In such an embodiment, the computer program can be downloaded and installed from a network via the communication portion 1109, and/or installed from the removable media 1111. When executed by the central processor 1101, performs the various functions provided by the embodiments of the present application.
According to still another aspect of the embodiment of the present application, there is further provided an electronic device for implementing the method for generating a dialog text, where the electronic device may be a terminal device or a server as shown in fig. 1. The present embodiment is described taking the electronic device as a terminal device as an example. As shown in fig. 12, the electronic device comprises a memory 1202 and a processor 1204, the memory 1202 storing a computer program, the processor 1204 being arranged to perform the steps of any of the method embodiments described above by means of the computer program.
Alternatively, in this embodiment, the electronic device may be located in at least one network device of a plurality of network devices of the computer network.
Alternatively, in the present embodiment, the above-described processor may be configured to execute the method in the embodiments of the present application by a computer program.
Alternatively, it will be appreciated by those of ordinary skill in the art that the configuration shown in fig. 12 is merely illustrative, and that fig. 12 is not intended to limit the configuration of the electronic device described above. For example, the electronic device may also include more or fewer components (e.g., network interfaces, etc.) than shown in FIG. 12, or have a different configuration than shown in FIG. 12.

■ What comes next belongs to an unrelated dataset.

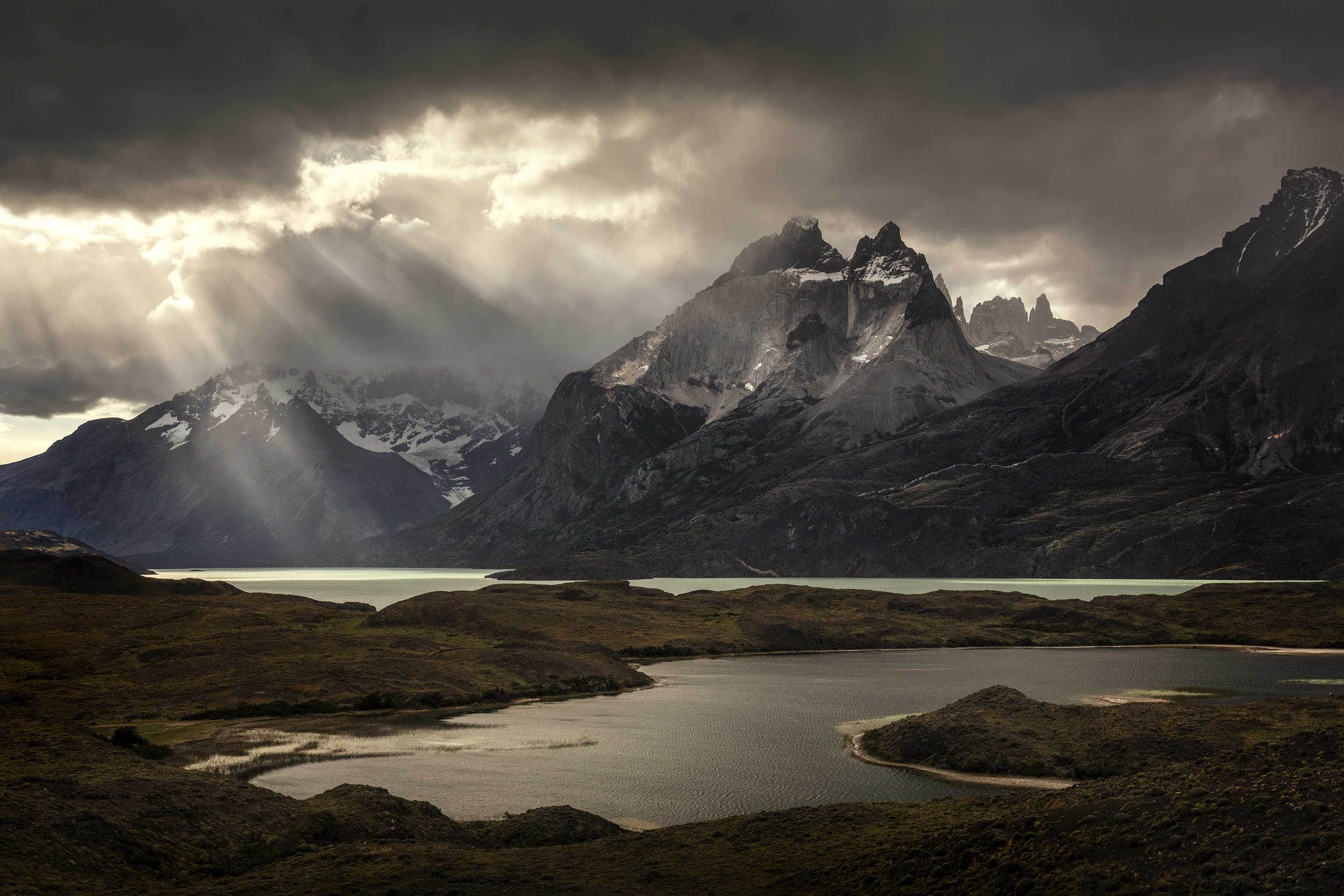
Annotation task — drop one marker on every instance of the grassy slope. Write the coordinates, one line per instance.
(80, 814)
(780, 617)
(112, 656)
(1002, 731)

The memory 1202 may be used to store software programs and modules, such as program instructions/modules corresponding to the method and apparatus for generating a dialog text in the embodiments of the present application, and the processor 1204 executes the software programs and modules stored in the memory 1202 to perform various functional applications and data processing, that is, implement the method for generating a dialog text described above. Memory 1202 may include high-speed random access memory, and may also include non-volatile memory, such as one or more magnetic storage devices, flash memory, or other non-volatile solid-state memory. In some examples, the memory 1202 may further include memory located remotely from the processor 1204, which may be connected to the terminal via a network. Examples of such networks include, but are not limited to, the internet, intranets, local area networks, mobile communication networks, and combinations thereof. The memory 1202 may be used for storing information such as text of a conversation, but is not limited to. As an example, as shown in fig. 12, the memory 1202 may include, but is not limited to, an acquisition module 1002, a first processing module 1004, an update module 1006, and a second processing module 1008 in the dialog text generating device. In addition, other module units in the dialog text generating apparatus may be included, but are not limited to, and are not described in detail in this example.

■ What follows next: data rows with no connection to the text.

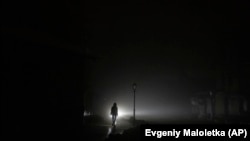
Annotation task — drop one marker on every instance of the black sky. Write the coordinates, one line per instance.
(172, 50)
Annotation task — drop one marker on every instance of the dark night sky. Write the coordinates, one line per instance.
(171, 50)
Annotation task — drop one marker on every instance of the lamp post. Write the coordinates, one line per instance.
(134, 88)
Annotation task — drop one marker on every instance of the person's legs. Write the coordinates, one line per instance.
(113, 119)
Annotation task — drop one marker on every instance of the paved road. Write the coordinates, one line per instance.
(100, 131)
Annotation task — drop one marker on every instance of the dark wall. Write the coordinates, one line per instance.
(43, 70)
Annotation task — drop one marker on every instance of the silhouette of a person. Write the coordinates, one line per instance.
(114, 113)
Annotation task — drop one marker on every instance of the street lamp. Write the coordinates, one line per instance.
(134, 88)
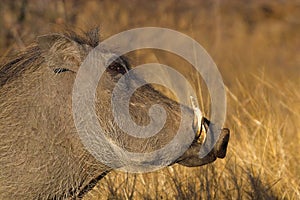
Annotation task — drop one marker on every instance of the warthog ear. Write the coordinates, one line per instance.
(60, 52)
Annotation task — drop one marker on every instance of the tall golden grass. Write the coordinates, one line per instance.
(255, 47)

Optionally, the transmission device 1206 is configured to receive or transmit data via a network. Specific examples of the network described above may include wired networks and wireless networks. In one example, the transmission means 1206 comprises a network adapter (Network Interface Controller, NIC) that can be connected to other network devices and routers via a network cable to communicate with the internet or a local area network. In one example, the transmission device 1206 is a Radio Frequency (RF) module for communicating wirelessly with the internet.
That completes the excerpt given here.